The bridge attaches once at application start
(Genswarms.Observability.TelemetryBridge.attach/0, called by
Genswarms.Application.start/2 after the supervision tree is up). It attaches to
the concrete [:genswarms, domain, event] triples in known_events/0 — not a
prefix — so unrelated :genswarms telemetry is never swept in.
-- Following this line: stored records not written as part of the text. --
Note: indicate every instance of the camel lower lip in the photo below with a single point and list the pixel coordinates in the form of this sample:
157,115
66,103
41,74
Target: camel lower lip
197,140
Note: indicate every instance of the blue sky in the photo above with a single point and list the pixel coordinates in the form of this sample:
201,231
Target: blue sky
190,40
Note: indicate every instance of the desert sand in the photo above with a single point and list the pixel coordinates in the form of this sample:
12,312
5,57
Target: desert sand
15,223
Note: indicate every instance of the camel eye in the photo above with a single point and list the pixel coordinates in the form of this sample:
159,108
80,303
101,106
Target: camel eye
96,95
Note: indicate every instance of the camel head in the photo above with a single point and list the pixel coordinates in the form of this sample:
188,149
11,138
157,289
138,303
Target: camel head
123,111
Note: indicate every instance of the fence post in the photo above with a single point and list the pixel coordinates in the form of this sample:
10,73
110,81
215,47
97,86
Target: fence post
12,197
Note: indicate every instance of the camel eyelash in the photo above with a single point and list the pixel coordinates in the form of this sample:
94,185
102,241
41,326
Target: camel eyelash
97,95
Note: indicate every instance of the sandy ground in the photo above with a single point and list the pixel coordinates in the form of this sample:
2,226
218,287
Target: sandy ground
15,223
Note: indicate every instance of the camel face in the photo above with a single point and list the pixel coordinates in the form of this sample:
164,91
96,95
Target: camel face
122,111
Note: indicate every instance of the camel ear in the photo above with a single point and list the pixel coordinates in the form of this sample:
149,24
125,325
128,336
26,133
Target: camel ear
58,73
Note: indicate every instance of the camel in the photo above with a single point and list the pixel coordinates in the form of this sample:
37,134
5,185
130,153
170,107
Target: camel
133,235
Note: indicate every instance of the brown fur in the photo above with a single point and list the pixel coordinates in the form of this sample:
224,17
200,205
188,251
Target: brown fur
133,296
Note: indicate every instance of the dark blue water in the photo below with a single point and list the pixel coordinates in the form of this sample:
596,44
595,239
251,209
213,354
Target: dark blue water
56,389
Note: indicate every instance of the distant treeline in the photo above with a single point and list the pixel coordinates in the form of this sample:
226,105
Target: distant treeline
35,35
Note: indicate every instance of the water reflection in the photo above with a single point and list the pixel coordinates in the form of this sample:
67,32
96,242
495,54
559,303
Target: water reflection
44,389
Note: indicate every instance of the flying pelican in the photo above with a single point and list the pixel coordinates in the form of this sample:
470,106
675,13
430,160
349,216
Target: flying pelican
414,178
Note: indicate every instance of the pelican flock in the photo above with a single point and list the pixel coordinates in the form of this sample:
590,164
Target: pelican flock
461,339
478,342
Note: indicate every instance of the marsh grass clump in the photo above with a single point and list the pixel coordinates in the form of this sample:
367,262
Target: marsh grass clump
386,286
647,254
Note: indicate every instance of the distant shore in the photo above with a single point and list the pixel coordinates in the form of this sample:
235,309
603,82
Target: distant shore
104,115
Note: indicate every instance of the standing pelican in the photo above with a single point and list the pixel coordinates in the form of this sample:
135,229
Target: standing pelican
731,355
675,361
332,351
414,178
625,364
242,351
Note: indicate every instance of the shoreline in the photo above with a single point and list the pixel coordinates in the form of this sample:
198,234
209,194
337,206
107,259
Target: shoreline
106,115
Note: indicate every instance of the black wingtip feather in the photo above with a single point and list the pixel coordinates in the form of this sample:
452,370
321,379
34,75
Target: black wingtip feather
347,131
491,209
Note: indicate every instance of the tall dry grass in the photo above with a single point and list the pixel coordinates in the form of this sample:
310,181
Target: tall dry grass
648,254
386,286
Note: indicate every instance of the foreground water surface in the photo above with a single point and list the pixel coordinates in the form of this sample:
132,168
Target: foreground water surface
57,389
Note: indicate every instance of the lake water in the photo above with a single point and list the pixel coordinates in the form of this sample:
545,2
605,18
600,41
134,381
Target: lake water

The handler is
wrapped in a rescue: if a translation fails it logs a warning and drops the event
rather than taking down the emitting process.
The bridge derives the log level from the event name. When the level depends on
the outcome (a partial swarm start, an unexpected agent exit), the emitter passes
level: in the telemetry metadata to set it explicitly; the bridge strips that key
before persisting, so it never leaks into the payload.
Event taxonomy¶
level is derived from the event name. The exact rules
(TelemetryBridge.level_for/1), checked in order against the event-name string:
| Substring in event name | Level |
|---|---|
contains error |
:error |
contains failed |
:error |
contains invalid |
:warning |
contains not_found |
:warning |
contains full |
:warning |
| otherwise | :info |
A level: key in the telemetry metadata overrides this derivation for that event.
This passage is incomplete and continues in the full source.